Dance with a Serial Killer

It’s an irresistible premise: a dogged police detective trying to get the goods on a brutal serial killer who’s hiding in plain sight. Dance With a Serial Killer is a true-life policier, like a season-long storyline on Homicide: Life on the Street. How can you go wrong?

The story: a woman is stabbed to death on a busy beach in France. No one hears anything, and there’s nothing in the woman’s life that points to a possible motive. The police zero in on a drifter staying at a nearby homeless shelter, one Francis Heaulme, who admits to having random homicidal urges. But the cops have no evidence to tie him to the crime, and have to let him go. What follows is a two-and-a-half-year cat-and-mouse game between detective Jean-François Abgrall and one of the freakiest, most dangerous homicidal maniacs I’ve ever heard about. Dangerous because there is no pattern, no rhyme or reason to his crimes – just opportunity and a desire to kill.

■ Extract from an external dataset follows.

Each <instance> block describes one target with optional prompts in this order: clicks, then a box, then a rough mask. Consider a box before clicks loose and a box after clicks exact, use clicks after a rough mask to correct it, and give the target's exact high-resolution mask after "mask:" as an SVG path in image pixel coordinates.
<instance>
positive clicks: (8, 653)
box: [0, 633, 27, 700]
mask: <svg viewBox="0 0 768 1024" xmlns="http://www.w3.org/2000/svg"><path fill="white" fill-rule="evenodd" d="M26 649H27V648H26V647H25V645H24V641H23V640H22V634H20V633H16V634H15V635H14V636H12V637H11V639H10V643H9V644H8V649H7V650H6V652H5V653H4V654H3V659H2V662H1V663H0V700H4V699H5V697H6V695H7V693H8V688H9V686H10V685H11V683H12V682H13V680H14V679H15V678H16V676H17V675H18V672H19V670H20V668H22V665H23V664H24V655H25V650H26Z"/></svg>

So, a hero, a villain, and a chase. What more do you need to make a good documentary? Well, actually, a lot. The film simply follows Abgrall around France, interviewing him in the various places where the story unfolded almost 20 years ago: police stations, isolated fields, etc. There are a few interviews with other cops who worked on particular aspects of the case, but that’s it. The filmmakers make virtually no attempt to give us any social or political context. We learn nothing about the justice system that apparently left Abgrall to work on the case virtually alone, nothing about Heaulme beyond the police perspective, and nothing about the French people’s reaction to having a serial killer among them who may have killed more than 40 people.

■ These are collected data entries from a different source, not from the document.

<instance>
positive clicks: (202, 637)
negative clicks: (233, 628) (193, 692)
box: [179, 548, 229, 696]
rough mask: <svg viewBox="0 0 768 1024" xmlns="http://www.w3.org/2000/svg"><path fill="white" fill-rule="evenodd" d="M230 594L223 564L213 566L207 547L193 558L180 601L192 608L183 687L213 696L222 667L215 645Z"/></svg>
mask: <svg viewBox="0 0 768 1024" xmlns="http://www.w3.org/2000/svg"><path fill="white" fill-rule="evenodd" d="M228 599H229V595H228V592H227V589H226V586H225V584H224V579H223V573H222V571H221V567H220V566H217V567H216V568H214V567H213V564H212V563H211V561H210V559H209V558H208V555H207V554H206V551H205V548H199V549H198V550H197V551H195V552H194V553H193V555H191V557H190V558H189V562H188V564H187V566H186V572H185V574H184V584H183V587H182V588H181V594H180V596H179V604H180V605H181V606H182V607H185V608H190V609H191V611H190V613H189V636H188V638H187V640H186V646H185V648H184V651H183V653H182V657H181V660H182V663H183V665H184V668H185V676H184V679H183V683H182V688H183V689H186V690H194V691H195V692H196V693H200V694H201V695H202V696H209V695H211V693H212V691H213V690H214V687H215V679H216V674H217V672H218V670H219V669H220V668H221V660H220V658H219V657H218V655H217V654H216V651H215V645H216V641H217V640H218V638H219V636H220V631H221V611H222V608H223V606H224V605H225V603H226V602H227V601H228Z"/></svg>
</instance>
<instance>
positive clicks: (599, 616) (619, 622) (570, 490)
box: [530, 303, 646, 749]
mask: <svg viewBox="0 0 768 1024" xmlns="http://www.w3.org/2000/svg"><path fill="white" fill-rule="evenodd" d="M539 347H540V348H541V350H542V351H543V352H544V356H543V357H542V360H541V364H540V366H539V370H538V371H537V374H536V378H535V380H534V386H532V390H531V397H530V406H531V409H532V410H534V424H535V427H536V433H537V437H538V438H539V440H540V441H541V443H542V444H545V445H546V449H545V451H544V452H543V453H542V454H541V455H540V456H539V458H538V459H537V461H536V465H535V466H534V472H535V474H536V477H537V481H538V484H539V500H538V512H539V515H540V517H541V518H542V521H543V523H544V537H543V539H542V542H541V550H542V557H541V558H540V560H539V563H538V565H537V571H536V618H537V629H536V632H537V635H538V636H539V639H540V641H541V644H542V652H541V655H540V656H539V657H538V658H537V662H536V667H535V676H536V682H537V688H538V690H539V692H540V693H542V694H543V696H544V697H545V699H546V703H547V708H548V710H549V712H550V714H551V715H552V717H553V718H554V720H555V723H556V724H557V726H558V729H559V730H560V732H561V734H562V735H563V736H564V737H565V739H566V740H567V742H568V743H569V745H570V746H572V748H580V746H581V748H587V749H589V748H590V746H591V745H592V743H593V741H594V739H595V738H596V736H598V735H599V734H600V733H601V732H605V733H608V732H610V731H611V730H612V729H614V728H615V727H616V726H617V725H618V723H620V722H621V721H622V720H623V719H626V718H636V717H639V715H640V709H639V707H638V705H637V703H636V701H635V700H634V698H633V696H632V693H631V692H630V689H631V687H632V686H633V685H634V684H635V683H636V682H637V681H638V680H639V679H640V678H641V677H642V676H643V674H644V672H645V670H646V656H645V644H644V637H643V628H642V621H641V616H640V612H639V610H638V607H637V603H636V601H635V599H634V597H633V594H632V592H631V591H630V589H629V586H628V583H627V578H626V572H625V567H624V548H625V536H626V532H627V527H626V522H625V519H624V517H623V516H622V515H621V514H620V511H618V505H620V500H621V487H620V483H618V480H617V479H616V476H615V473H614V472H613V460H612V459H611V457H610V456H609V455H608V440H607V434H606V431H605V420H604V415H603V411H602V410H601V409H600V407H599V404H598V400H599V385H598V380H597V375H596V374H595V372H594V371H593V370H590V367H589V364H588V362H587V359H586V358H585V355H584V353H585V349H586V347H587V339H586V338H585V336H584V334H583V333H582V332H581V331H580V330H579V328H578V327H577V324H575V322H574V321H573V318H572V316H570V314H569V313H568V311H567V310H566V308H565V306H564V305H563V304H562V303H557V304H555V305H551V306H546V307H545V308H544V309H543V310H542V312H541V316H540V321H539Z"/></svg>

In other words, the film focuses exclusively on the cat-and-mouse game without telling us anything new about either cats or mice. Abgrall is certainly a great interview and a really smart cop – his explanation of police techniques and the way he pieced the story together are very interesting. But the filmmakers seem to be so enamoured of their detective that they forget about the rest of the story. The lesson of the day? Don't fall in love with your subject so much that you see your story from only one angle.

1 comment:

Anonymous said...

lesson of the day: rather than make a film yourself despite having "creative aspirations", you should open a blog dedicated to telling the world how films should be made. Kind of like a virgin telling someone how to have sex.

You are a loser doc.

Reveal yourself or are you only confident in yourself when you are in hiding?